The Assyrians have a 5000-year presence in the region, by far the oldest and longest recorded history of any of the peoples of Iraq; The Akkadian-speaking Semites, from whom they are a part, having entered and settled Mesopotamia c. 3000 BC. Assyria itself existed as an independent state (and often imperial power) in what is today northern Iraq, north eastern Syria, south eastern Turkey and the north western fringe of Iran from the 25th century BC to the beginning of the 6th century BC.

The Assyrians were an integral part of the Akkadian Empire (2335-2154 BC) which united the Akkadian-speaking peoples under one rule, and after its dissolution Assyria rose to prominence with the Old Assyrian Empire (c.2025-1750 BC), Middle Assyrian Empire (1365-1020 BC) and Neo-Assyrian Empire (911-605 BC), the latter two of these empires made Assyria the most powerful nation in the world at the time. At its height the Assyrians ruled a vast empire from their homeland in what is oday northern Iraq, north east Syria and south east Turkey, an empire stretching from the Caucasus Mountains in the north to Egypt, Libya and the Arabian peninsula in the south, and from Cyprus and Antioch in the west to western Iran and the Caspian Sea in the east.

After the Assyrian empire fell between 612 and 599 BC, Assyria endured mostly as an occupied but named geo-political entity as; Athura, Achaemenid Assyria, Asuristan, Assyria, although during the Parthian Empire and early Sassanid Empire (c.160 BC- 260 AD) there was an Assyrian revival, and a number of independent Assyrian states arose in northern Iraq and north east Syria, including; Adiabene, Osroene, Beth Nuhadra, Beth Garmai, ancient Assur itself, and to some degree Hatra.

The Assyrians formulated the influential Syriac literature and Syriac script in the 5th century BC, and began to convert from Mesopotamian Religion to Christianity from the 1st to 4th centuries AD, with the Assyrian Church of the East and its much later offshoot, the Chaldean Catholic Church being founded in the region, as too to some extent was the Syriac Orthodox Church.

Assyria was dissolved as an entity in the mid 7th century AD, following the Arab Islamic Conquest, and the Assyrians, as Christians, suffered discrimination; they were banned from spreading their religion upon pain of death, were taxed a Jiziyah for not being Muslim, and found their word was not equal to a Muslim in legal matters.

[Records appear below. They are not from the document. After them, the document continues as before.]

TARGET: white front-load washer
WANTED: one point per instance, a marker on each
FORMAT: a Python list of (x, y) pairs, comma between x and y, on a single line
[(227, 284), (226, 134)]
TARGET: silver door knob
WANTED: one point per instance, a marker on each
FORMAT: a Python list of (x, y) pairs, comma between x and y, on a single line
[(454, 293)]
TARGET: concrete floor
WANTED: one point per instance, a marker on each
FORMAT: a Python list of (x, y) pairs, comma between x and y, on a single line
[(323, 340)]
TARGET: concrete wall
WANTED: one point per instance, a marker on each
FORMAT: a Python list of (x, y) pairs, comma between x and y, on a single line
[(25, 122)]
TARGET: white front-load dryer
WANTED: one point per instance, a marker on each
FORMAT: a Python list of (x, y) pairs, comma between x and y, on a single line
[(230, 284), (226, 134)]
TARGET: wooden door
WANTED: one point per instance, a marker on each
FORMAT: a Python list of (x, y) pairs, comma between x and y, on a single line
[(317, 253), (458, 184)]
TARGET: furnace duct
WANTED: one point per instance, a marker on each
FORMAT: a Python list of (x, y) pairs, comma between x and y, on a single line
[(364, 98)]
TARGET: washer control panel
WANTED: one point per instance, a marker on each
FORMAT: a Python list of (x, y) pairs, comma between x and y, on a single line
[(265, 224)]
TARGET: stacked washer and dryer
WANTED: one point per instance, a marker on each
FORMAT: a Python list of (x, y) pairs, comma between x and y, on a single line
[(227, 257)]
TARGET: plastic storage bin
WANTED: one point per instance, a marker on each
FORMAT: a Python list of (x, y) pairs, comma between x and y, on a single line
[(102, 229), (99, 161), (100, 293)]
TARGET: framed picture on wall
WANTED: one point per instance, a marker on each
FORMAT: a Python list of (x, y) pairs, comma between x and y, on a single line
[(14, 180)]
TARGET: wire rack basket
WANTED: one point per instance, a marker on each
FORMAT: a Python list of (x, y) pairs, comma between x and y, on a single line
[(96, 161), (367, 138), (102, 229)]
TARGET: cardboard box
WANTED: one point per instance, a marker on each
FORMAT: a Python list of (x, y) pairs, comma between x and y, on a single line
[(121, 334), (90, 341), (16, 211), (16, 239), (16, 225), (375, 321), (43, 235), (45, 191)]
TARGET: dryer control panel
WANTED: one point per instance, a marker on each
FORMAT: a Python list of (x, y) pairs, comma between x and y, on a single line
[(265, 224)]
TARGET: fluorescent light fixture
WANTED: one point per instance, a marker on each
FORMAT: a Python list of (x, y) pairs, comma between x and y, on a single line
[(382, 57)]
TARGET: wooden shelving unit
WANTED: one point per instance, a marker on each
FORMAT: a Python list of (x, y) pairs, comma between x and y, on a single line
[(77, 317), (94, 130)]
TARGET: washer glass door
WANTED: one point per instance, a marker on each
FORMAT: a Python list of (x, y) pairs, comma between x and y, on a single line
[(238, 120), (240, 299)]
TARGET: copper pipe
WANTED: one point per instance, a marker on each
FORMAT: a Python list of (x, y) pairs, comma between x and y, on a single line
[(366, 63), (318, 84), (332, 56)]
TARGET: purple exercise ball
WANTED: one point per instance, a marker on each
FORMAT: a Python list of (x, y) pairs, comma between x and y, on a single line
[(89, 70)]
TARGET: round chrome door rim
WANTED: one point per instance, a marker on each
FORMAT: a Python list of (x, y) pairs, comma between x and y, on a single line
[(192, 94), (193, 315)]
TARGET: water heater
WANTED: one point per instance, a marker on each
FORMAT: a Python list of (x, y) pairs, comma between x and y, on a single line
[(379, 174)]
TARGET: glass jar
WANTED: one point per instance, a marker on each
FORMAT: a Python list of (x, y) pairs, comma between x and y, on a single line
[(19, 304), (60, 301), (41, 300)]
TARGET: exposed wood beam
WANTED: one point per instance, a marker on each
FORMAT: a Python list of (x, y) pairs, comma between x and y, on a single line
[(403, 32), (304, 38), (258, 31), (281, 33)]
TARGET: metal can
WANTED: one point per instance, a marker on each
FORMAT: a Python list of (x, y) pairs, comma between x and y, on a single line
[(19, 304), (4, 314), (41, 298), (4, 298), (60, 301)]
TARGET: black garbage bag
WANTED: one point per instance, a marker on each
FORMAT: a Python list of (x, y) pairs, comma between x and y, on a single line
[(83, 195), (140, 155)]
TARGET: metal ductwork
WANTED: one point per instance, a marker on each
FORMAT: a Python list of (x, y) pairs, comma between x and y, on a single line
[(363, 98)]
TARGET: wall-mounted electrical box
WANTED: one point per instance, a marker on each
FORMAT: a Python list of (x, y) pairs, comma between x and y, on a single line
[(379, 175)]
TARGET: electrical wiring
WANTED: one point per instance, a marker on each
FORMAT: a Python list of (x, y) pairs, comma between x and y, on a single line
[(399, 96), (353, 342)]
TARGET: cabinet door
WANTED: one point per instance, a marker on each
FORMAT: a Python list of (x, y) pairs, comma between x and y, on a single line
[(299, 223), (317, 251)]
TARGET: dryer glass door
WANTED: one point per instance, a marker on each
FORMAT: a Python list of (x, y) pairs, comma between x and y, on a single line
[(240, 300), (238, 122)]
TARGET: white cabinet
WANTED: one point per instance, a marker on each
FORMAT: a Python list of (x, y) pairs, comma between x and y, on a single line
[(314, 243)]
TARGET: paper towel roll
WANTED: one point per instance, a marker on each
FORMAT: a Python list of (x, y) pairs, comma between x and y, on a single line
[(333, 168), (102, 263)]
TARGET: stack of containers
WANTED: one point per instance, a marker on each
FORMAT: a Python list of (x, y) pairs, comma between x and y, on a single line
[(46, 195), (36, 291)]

The Assyrians suffered a series of severe religiously motivated massacres under Muslim Turco-Mongol rule in the 13th and 14th centuries AD, greatly reducing their numbers. A further series of religiously motivated massacres were undertaken under the Ottoman Empire in the 17th, 18th, 19th and early 20th centuries, culminating in the Assyrian Genocide of World War I which saw up to two thirds of the Assyrian population massacred.

British Mandate

In 1918, Britain resettled 20,000 Assyrian people from Turkey in Iraqi refugee camps in Baquba and Mandan after the Ottoman Empire instigated the Assyrian Genocide and a subsequent British and Russian-inspired Assyrian rebellion (see Assyrian struggle for independence), which although having success initially, floundered when the Russians withdrew from the war, leaving the Assyrian forces cut off and vastly outnumbered without supplies and armaments. From there, due to their higher level of education, many gravitated toward Kirkuk with its own long established Assyrian community, and to Habbaniya, (as well as to other areas in the north with age old existing indigenous Assyrian populations) where they were indispensable in the administration of the oil and military projects.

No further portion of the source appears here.